The second and more significant factor was a sharp rise in Solana transaction fees, which reached approximately $37.5 million on January 24.
This event closely mirrors activity seen on October 10, 2025, when Solana fees climbed to about $37 million while Bitcoin was trading near $114,000. In the weeks that followed, Bitcoin declined by roughly 27 percent.
Taha explained that these fee surges usually reflect peak network usage, often driven by automated trading systems and heavy leverage in decentralized finance. Such conditions can point to an overheated market.
Although rising fees can appear bullish, Solana’s fee patterns have frequently signaled upcoming Bitcoin corrections in the past, the analyst noted.
Market Reaction Shows Orderly Selling and Leverage Cleanup
At the time of writing, Bitcoin was trading just below $88,000 after briefly falling to around $86,000 in the previous 24 hours. The asset is down more than 5 percent over the past week and close to 17 percent on a yearly basis.
The move lower also weighed on altcoins. Tokens such as Sui, Arbitrum, Cardano, and Ethena posted losses, while Ethereum slipped below $2,900. Solana declined by more than 2.5 percent at one point, signaling a broader reduction in risk appetite across major cryptocurrencies.
Additional macro insight came from XWIN Research Japan. Analysts there pointed to growing political uncertainty in the United States, including an increased risk of a government shutdown ahead of the January 30 funding deadline, combined with a low liquidity environment.

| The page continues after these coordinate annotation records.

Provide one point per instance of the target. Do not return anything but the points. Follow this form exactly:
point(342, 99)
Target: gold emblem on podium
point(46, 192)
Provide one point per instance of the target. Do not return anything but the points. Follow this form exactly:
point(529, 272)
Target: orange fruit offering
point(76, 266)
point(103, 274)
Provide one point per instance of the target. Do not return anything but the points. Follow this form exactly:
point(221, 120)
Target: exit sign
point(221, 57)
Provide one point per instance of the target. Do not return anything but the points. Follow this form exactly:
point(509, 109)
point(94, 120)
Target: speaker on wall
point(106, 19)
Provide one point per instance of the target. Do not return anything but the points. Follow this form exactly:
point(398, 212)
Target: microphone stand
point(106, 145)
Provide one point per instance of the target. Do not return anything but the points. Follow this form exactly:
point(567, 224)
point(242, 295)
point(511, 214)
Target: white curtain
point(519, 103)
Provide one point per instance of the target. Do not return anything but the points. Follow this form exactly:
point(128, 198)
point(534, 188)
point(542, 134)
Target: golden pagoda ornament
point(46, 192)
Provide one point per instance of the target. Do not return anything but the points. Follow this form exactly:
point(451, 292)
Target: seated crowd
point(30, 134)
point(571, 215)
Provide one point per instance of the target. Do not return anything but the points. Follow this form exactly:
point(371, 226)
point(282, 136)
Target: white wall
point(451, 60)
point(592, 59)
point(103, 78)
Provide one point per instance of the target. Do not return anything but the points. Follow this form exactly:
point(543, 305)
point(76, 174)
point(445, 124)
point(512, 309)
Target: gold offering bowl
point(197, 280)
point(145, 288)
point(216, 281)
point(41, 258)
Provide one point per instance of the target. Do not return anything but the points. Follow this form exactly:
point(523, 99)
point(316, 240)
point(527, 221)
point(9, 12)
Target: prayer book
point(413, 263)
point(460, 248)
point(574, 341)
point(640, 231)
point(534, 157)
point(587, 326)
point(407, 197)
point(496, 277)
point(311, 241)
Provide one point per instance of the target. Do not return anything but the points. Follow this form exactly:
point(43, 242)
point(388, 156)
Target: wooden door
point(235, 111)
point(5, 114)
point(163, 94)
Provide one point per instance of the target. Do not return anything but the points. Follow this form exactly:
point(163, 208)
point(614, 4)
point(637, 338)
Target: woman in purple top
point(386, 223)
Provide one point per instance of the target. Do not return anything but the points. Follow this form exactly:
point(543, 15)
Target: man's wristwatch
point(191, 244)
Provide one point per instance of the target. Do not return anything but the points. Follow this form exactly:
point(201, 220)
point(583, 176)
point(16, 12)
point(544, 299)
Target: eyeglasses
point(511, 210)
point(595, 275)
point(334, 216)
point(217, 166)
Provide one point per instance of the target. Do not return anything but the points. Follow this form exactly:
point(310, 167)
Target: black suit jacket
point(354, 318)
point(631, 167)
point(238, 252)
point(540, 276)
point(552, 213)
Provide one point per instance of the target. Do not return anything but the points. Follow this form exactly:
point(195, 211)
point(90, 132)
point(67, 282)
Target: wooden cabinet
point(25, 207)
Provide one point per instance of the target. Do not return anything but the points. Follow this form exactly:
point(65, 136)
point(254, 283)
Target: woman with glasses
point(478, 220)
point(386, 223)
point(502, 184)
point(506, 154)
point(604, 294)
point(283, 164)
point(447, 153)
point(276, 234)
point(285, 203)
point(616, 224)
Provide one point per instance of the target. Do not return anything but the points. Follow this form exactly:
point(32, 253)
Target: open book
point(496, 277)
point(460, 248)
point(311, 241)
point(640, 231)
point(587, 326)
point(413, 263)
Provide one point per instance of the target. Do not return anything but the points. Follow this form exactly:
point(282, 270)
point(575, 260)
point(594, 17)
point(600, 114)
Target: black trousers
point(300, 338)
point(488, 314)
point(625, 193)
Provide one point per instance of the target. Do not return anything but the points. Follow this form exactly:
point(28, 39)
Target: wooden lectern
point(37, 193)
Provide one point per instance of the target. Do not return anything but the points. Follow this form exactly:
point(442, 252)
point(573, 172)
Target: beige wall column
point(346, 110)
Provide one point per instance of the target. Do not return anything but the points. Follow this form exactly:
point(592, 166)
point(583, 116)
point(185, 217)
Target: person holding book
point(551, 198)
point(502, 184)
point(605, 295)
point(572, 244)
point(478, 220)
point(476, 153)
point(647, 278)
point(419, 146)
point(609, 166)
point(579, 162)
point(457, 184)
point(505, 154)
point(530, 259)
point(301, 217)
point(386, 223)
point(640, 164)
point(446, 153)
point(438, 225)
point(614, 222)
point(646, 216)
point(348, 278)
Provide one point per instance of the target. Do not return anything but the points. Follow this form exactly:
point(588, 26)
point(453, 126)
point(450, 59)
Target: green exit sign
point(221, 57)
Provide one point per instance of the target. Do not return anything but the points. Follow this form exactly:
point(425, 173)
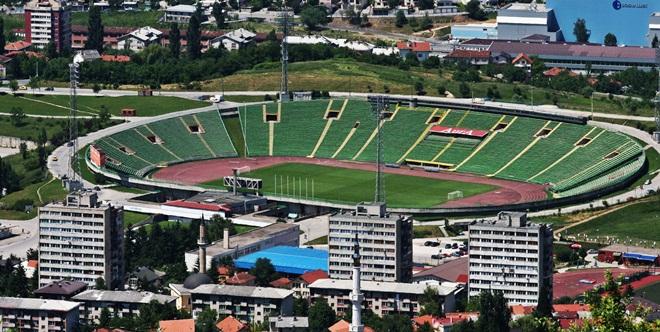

They reported that roughly $170 million in long positions were liquidated within an hour, driven primarily by derivatives markets rather than spot selling. Open interest, estimated at about $28.4 billion, remains well below late 2025 peaks, suggesting leverage had already been reduced before the latest decline.
Overall, the data suggests the market is responding to concentrated activity and the unwinding of leverage. Once again, a spike in Solana fees has appeared alongside a Bitcoin pullback, not as a direct cause.